We knew this day would come but we did not want it to be so. We wanted Nelson Mandela to live forever.
The man South Africans called Madiba, the man who endured so much for equality died Thursday at the age of 95. Nelson Mandela lived a life of impact. He was a world leader with a regal bearing and a ready smile. He loved people and was fearless in his fight for justice and equality.
Mandela’s fight against apartheid cost him 27 years in prison. He would have stayed longer if necessary. He spoke these words about his struggle: “I have fought against white domination, and I have fought against black domination. I have cherished the ideal of a democratic and free society in which all persons live together in harmony and with equal opportunities. It is an ideal which I hope to live for and to achieve. But if needs be, it is an ideal for which I am prepared to die.”
Apartheid — a form of legal segregation and brutal racism — gripped South Africa for decades despite the fact that black South Africans greatly outnumbered white South Africans.

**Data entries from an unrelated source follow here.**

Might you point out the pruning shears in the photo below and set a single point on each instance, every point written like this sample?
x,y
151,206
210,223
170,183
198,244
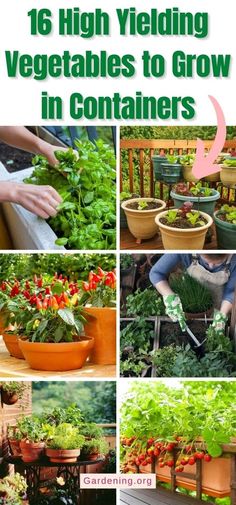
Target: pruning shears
x,y
196,341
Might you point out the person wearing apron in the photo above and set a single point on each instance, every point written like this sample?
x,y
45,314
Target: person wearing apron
x,y
215,271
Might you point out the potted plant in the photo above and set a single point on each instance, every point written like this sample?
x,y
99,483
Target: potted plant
x,y
157,161
125,195
228,172
225,222
183,228
99,301
64,444
33,436
53,339
187,162
13,490
171,170
94,449
203,198
12,391
141,213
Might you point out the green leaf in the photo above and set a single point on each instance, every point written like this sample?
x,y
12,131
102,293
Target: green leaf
x,y
67,316
89,197
61,241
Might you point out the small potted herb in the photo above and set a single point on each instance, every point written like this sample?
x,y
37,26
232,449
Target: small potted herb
x,y
225,221
171,170
187,162
12,391
64,444
157,161
183,228
203,198
228,172
141,213
99,301
94,449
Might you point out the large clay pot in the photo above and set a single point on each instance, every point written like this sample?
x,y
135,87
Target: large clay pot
x,y
11,342
204,204
225,232
179,238
63,455
57,357
101,324
31,451
215,477
141,223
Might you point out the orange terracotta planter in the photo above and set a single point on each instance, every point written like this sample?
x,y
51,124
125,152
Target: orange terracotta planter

Mandela knew, in the words of Frederick Douglass, that power concedes nothing without a demand. Thousands of South Africans were murdered during the country’s radical transformation. Before, during and after his grueling time in prison Mandela fought boldly not only to end apartheid but to extend an olive branch to his oppressors. When the first free elections were held in 1994, black South Africans waited in long lines for hours to elect Mandela president of their divided country.
Mandela was the right man for such a time, providing the leadership needed for healing to take place. When he and former President F.W. de Klerk joined together in unity after Mandela’s victory, both men showed incredible courage. In doing so, good triumphed over evil and love triumphed over hate; not just for the people of South Africa but for people everywhere.